Kebodohan juga sering dikaitkan dengan sesuatu yang tidak logis. Beberapa tahun yang lalu, Rieke Dyah Pitaloka memerankan karakter komedi-situasi bernama "Oneng" yang kondang dengan ke"o-on"annya. Omongannya nggak nyambung, analisanya tidak sinkron.
Pendek kata, dia dibilang "o-on" karena ketidaklogisan daya pikirnya. Dan bagaimana bila ada yang dengan yakin mengatakan bahwa ada laki-laki melahirkan anak? Tentu orang itu akan disebut "bodoh", atau bahkan "gila", karena apa yang dikatakannya itu tidak logis.
Tapi tidak ada yang lebih bodoh daripada orang yang "sengaja" tidak mau tahu, "sengaja" tidak mau belajar, dan "sengaja" tidak mau berpikir logis.
Okelah kalau ada orang melakukan sesuatu yang tanpa disadarinya telah menyinggung perasaan kita. Meskipun awalnya mungkin kuping jadi merah, kita akan maklum juga dengan langgam bicara yang keras dari orang-orang suku tertentu, pembawaan mereka memang begitu.
Kita tahu, tidak ada maksud mereka untuk kasar. Namun tidak termaafkan jika kita melakukan sesuatu yang kita tahu pasti menyakiti orang lain atau membawa keburukan namun kita tidak mau tahu.
Orang mana yang sebegitu bodohnya sampai-sampai tidak tahu kalau sampah yang terus dibuang ke kali lama-lama akan membukit, menyumbat aliran air sehingga menyebabkan air itu meluap, yang disebut dengan banjir? Namun ironisnya, mengapa kita masih saja kerap melakukan itu? Tidakkah kita lebih bodoh daripada yang bodoh?

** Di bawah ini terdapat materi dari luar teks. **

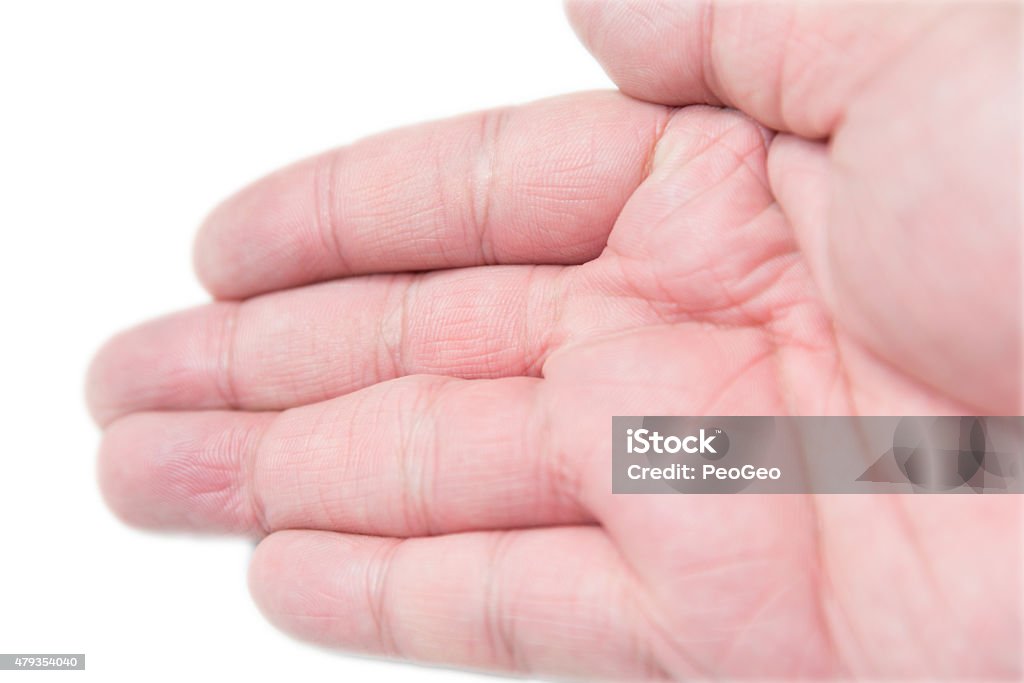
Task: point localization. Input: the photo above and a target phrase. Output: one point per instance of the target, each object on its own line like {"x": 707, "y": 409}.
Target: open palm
{"x": 424, "y": 439}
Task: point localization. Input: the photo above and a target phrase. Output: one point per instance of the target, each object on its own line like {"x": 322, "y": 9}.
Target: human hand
{"x": 425, "y": 449}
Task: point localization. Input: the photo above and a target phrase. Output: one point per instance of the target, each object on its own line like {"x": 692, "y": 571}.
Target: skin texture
{"x": 404, "y": 387}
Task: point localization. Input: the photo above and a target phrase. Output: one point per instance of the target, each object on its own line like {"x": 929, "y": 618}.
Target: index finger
{"x": 541, "y": 184}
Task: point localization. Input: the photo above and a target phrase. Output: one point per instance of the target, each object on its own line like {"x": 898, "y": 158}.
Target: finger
{"x": 793, "y": 67}
{"x": 306, "y": 345}
{"x": 542, "y": 183}
{"x": 418, "y": 456}
{"x": 545, "y": 601}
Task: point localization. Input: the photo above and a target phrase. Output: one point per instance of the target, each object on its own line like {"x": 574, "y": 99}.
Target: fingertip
{"x": 179, "y": 472}
{"x": 259, "y": 239}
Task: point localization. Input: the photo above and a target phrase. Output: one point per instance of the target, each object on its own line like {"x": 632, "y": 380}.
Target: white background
{"x": 121, "y": 125}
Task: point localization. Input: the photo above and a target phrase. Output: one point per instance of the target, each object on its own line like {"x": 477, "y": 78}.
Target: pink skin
{"x": 425, "y": 454}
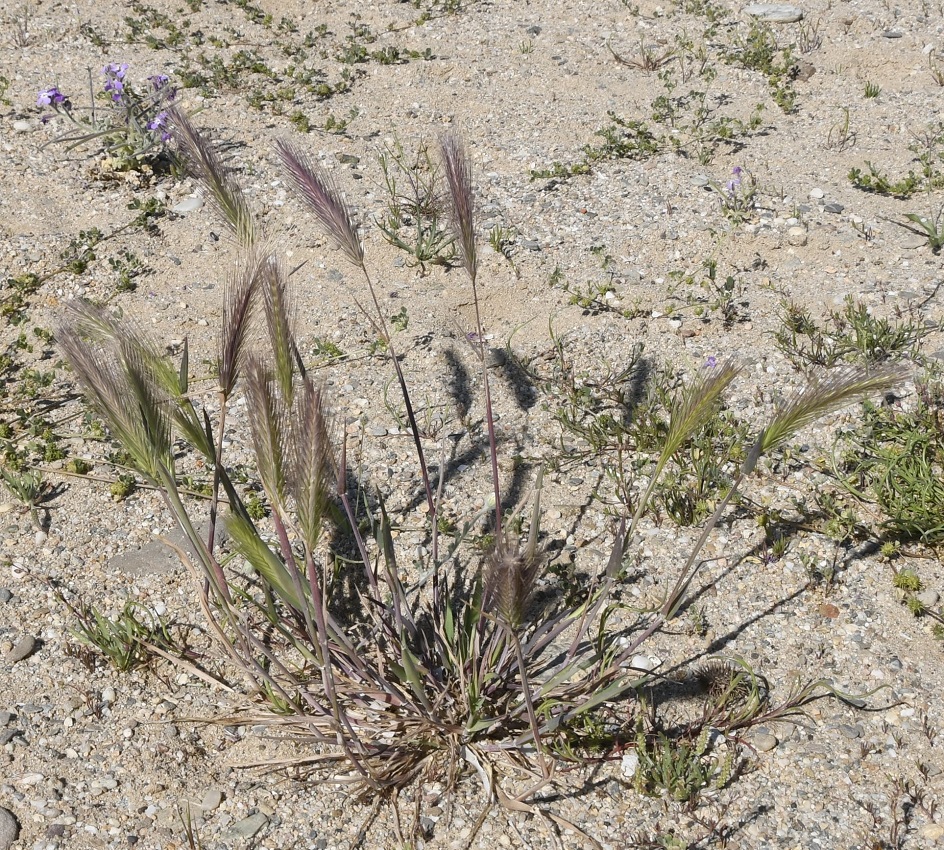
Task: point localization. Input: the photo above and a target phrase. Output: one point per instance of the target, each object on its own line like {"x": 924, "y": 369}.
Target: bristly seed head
{"x": 459, "y": 179}
{"x": 324, "y": 200}
{"x": 510, "y": 577}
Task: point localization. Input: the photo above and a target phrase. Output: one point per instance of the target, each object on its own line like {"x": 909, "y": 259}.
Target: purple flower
{"x": 52, "y": 97}
{"x": 159, "y": 122}
{"x": 114, "y": 79}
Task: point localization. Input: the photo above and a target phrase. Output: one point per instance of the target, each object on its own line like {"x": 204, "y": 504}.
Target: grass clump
{"x": 466, "y": 669}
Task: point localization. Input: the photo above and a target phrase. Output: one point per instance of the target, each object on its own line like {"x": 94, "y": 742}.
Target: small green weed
{"x": 894, "y": 459}
{"x": 933, "y": 228}
{"x": 759, "y": 51}
{"x": 681, "y": 769}
{"x": 413, "y": 221}
{"x": 850, "y": 335}
{"x": 710, "y": 295}
{"x": 840, "y": 136}
{"x": 128, "y": 640}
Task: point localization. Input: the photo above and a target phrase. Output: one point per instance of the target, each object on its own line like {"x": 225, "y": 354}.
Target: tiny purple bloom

Pengalaman adalah guru terbaik, kata orang. Tapi, hanya orang bodoh yang mau belajar dari pengalaman, kata orang lain lagi.
Saya tidak tahu, orang yang menyatakan pendapat terakhir ini sebenarnya bijaksana atau bodoh bukan main.
Bagaimanapun, kita dapat belajar dari siapapun dan dari apapun, termasuk dari pengalaman. Belajar tidak selalu identik dengan menempuh pendidikan formal.
Belajar merupakan proses tak berkeputusan selama kita hidup. Semua yang kita lakukan harus mulai dari titik awal, yaitu belajar. Kita bisa berjalan karena pernah belajar jalan waktu bayi. Kita bisa baca-tulis-hitung karena pernah mempelajarinya di sekolah.
Apapun yang sekarang kita kerjakan dimulai dari tahap belajar, bukan dari potensi. Coba saja pikir kalau anak Anda punya tungkai dan kaki yang sehat tapi tidak mau belajar berjalan. Anak itu jelas punya potensi bagus, tapi sampai kapanpun dia takkan pernah bisa berjalan.